The beating heart of social anthropology is critical reflection—asking questions of oneself and of the structures of power and seeing the world through the eyes of people who have different historical experiences and traditions. As a discipline, social anthropology had a troubled birth and childhood, and some of its ancestor figures were entangled in the colonial project of reducing the world to the ambit of imperial-capitalist ambition. However, more than the disciples of any other field of study, anthropologists have reflected on those legacies and turned their lenses on the structures of domination, patriarchy, and the construction of what counts as knowledge.
When I started my career, one reason I went to Sudan was that the University of Khartoum was at the time a world-leading center of critical inquiry on these topics.
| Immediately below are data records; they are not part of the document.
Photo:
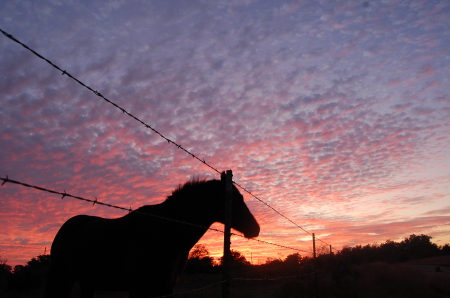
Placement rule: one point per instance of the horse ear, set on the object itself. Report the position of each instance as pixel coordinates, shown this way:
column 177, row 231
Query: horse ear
column 223, row 177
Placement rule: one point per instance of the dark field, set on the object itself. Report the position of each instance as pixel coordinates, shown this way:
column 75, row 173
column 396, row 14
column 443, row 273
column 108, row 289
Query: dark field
column 378, row 279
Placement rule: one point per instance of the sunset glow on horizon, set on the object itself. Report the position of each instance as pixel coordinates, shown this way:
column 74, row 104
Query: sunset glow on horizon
column 335, row 113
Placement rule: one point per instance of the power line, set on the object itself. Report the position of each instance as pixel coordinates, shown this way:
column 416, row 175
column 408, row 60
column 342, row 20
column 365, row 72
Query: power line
column 65, row 194
column 64, row 72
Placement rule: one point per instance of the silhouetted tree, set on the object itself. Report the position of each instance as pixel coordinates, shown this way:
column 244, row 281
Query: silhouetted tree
column 198, row 251
column 418, row 247
column 237, row 261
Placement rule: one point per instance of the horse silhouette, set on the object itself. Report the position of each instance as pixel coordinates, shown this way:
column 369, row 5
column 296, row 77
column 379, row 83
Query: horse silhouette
column 140, row 253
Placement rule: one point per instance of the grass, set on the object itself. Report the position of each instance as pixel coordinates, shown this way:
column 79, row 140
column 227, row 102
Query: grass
column 413, row 279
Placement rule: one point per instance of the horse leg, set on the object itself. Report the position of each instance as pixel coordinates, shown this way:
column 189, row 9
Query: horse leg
column 59, row 284
column 86, row 291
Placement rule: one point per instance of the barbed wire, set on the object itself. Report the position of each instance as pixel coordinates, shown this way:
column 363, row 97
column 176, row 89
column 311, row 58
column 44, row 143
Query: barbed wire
column 65, row 194
column 195, row 290
column 64, row 72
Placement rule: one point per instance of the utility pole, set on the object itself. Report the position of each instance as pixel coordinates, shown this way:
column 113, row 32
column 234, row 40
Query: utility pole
column 227, row 236
column 315, row 266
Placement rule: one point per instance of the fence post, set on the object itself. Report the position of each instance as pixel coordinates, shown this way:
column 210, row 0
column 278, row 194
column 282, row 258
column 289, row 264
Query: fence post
column 227, row 236
column 315, row 266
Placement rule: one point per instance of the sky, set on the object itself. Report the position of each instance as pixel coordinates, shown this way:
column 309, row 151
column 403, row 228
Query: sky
column 335, row 113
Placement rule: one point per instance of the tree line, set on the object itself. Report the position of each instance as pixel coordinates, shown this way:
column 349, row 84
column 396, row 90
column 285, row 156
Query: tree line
column 33, row 274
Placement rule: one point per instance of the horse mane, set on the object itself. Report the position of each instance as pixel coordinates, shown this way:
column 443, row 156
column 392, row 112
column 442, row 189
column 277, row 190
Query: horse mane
column 184, row 190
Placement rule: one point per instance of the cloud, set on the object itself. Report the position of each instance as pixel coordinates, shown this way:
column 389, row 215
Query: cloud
column 333, row 117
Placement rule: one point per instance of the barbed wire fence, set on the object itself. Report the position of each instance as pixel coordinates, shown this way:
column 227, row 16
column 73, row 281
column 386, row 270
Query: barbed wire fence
column 97, row 93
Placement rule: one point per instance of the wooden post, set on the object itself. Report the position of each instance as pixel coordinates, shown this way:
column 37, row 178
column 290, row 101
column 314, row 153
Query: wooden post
column 227, row 236
column 315, row 266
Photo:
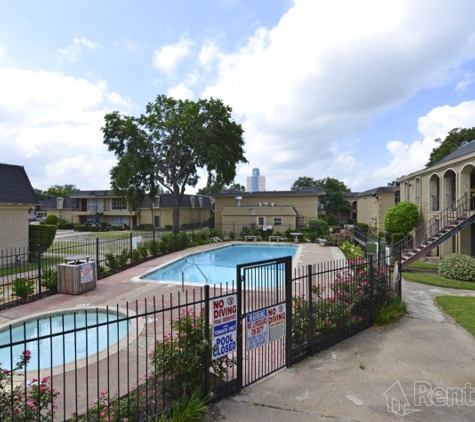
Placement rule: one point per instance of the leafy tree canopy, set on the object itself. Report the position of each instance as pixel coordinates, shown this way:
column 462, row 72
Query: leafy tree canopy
column 168, row 144
column 334, row 192
column 65, row 190
column 402, row 218
column 456, row 138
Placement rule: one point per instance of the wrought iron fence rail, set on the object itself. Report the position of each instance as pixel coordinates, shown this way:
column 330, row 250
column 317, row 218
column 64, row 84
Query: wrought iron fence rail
column 153, row 365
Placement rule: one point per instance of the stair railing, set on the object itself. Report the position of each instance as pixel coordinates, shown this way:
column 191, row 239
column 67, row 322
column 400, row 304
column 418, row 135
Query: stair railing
column 436, row 225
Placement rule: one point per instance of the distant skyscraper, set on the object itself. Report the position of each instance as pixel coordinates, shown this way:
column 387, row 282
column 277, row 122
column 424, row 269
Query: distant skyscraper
column 256, row 183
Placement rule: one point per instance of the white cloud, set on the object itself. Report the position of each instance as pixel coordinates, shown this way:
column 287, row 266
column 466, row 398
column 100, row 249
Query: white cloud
column 167, row 58
column 321, row 75
column 76, row 49
column 180, row 92
column 3, row 49
column 408, row 158
column 51, row 124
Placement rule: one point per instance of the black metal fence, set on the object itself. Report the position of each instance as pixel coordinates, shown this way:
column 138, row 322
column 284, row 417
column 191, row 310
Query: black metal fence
column 136, row 362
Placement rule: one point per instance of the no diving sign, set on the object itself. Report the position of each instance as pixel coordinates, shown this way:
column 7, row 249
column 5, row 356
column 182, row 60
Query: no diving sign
column 224, row 325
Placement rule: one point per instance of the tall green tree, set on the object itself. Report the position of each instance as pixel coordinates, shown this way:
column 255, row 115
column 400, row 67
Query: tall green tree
column 304, row 182
column 213, row 189
column 65, row 190
column 456, row 138
column 333, row 199
column 168, row 144
column 401, row 219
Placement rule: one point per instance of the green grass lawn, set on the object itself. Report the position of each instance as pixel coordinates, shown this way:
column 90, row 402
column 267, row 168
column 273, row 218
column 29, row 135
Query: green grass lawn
column 461, row 309
column 435, row 280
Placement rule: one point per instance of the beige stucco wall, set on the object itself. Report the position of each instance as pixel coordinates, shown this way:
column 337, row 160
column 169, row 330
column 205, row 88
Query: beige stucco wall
column 372, row 209
column 305, row 205
column 13, row 227
column 187, row 216
column 454, row 179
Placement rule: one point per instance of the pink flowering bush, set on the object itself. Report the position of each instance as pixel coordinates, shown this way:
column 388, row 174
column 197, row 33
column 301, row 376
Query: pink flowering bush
column 346, row 302
column 35, row 402
column 179, row 361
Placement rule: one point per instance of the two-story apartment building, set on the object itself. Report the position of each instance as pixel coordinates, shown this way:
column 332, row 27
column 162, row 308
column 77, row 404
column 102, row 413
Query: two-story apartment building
column 372, row 206
column 17, row 202
column 236, row 210
column 441, row 187
column 103, row 207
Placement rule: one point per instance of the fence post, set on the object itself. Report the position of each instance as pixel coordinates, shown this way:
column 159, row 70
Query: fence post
column 208, row 340
column 371, row 291
column 97, row 256
column 399, row 274
column 310, row 308
column 240, row 352
column 131, row 247
column 288, row 312
column 39, row 271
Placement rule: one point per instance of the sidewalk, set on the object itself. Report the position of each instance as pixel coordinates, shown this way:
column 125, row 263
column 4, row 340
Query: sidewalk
column 353, row 380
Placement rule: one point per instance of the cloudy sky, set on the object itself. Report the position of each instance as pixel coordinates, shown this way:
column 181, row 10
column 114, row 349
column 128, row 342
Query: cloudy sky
column 355, row 90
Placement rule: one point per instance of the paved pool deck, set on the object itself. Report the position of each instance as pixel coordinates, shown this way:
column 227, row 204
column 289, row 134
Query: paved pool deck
column 124, row 287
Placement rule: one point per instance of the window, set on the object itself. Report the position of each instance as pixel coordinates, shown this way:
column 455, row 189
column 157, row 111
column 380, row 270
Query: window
column 119, row 204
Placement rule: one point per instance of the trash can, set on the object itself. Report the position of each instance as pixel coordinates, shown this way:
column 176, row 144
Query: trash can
column 77, row 275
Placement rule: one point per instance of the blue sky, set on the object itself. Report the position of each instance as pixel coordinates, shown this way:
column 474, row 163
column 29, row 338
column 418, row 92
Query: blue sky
column 358, row 91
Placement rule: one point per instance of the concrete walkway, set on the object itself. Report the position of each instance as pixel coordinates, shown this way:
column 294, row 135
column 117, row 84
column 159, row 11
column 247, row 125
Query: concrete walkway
column 400, row 372
column 352, row 381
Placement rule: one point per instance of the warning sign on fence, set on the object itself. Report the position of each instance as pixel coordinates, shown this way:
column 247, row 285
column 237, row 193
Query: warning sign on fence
column 276, row 320
column 257, row 333
column 224, row 320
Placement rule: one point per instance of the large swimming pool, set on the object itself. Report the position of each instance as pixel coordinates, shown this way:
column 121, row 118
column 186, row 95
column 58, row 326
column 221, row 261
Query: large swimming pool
column 217, row 265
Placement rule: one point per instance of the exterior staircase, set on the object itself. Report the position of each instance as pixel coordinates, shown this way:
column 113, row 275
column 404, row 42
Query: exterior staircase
column 95, row 219
column 436, row 231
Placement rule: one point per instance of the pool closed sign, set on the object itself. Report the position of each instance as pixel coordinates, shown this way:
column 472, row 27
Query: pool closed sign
column 224, row 325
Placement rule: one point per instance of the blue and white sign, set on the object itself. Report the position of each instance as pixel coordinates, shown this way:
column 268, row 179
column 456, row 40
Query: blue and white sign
column 257, row 330
column 224, row 322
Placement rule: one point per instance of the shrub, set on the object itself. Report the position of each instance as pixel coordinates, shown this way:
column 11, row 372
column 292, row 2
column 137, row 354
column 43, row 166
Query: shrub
column 332, row 220
column 178, row 361
column 351, row 250
column 363, row 227
column 457, row 267
column 52, row 220
column 23, row 287
column 40, row 237
column 49, row 279
column 391, row 312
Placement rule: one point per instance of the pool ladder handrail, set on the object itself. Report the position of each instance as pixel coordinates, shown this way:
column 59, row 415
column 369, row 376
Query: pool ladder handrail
column 183, row 274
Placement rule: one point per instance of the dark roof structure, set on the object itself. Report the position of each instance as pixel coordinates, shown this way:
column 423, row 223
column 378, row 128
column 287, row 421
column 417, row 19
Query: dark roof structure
column 468, row 148
column 15, row 187
column 381, row 189
column 301, row 192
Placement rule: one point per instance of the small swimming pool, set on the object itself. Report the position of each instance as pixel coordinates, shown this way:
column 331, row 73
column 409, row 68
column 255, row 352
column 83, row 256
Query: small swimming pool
column 59, row 339
column 217, row 265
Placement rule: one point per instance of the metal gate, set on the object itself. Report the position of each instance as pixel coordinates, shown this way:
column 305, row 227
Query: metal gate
column 263, row 318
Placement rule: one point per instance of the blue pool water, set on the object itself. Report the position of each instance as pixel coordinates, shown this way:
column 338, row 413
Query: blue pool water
column 218, row 265
column 57, row 348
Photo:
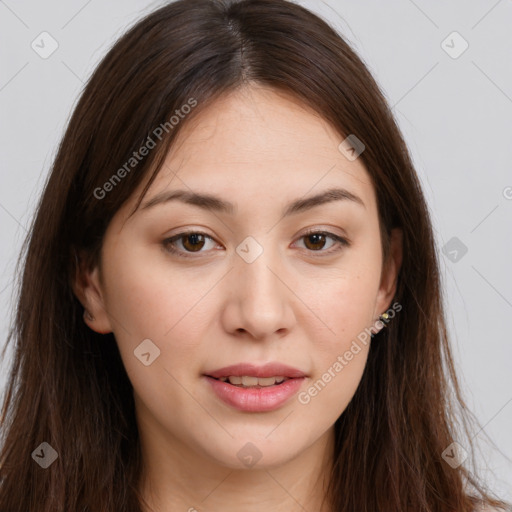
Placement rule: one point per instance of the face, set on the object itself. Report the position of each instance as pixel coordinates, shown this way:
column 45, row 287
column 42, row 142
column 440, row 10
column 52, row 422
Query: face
column 258, row 282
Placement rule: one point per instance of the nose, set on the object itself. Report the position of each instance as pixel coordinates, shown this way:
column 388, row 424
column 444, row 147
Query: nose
column 261, row 301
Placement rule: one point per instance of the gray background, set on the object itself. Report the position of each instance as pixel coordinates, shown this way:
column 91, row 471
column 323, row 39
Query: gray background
column 455, row 113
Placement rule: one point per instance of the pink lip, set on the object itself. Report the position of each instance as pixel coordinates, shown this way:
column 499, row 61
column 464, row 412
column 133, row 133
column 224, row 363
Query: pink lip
column 267, row 370
column 255, row 399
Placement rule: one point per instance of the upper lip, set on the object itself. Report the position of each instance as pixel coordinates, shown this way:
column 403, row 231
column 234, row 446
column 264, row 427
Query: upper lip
column 248, row 369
Anthropologists on the faculty, and in national development institutions, focused their lenses on the colonial and aid encounters, and were seeding new subdisciplines such as refugee and humanitarian studies, infused with this tradition of critique of power and its paradigms. In due course, similar sensibilities brought sometimes discomforting critique to the institutions of human rights and peacemaking and the practice of politics by venal, unscrupulous and astute members of the Sudanese elite. Almost forty years on, even though the university is now in ruins and its faculty in hiding or in exile, that tradition still lives on.
I like to think of the Huxley Medal as a tribute to those Sudanese (and South Sudanese) anthropologists who inspired me, and others from outside the continent, to apply critical sensibilities to the study of power.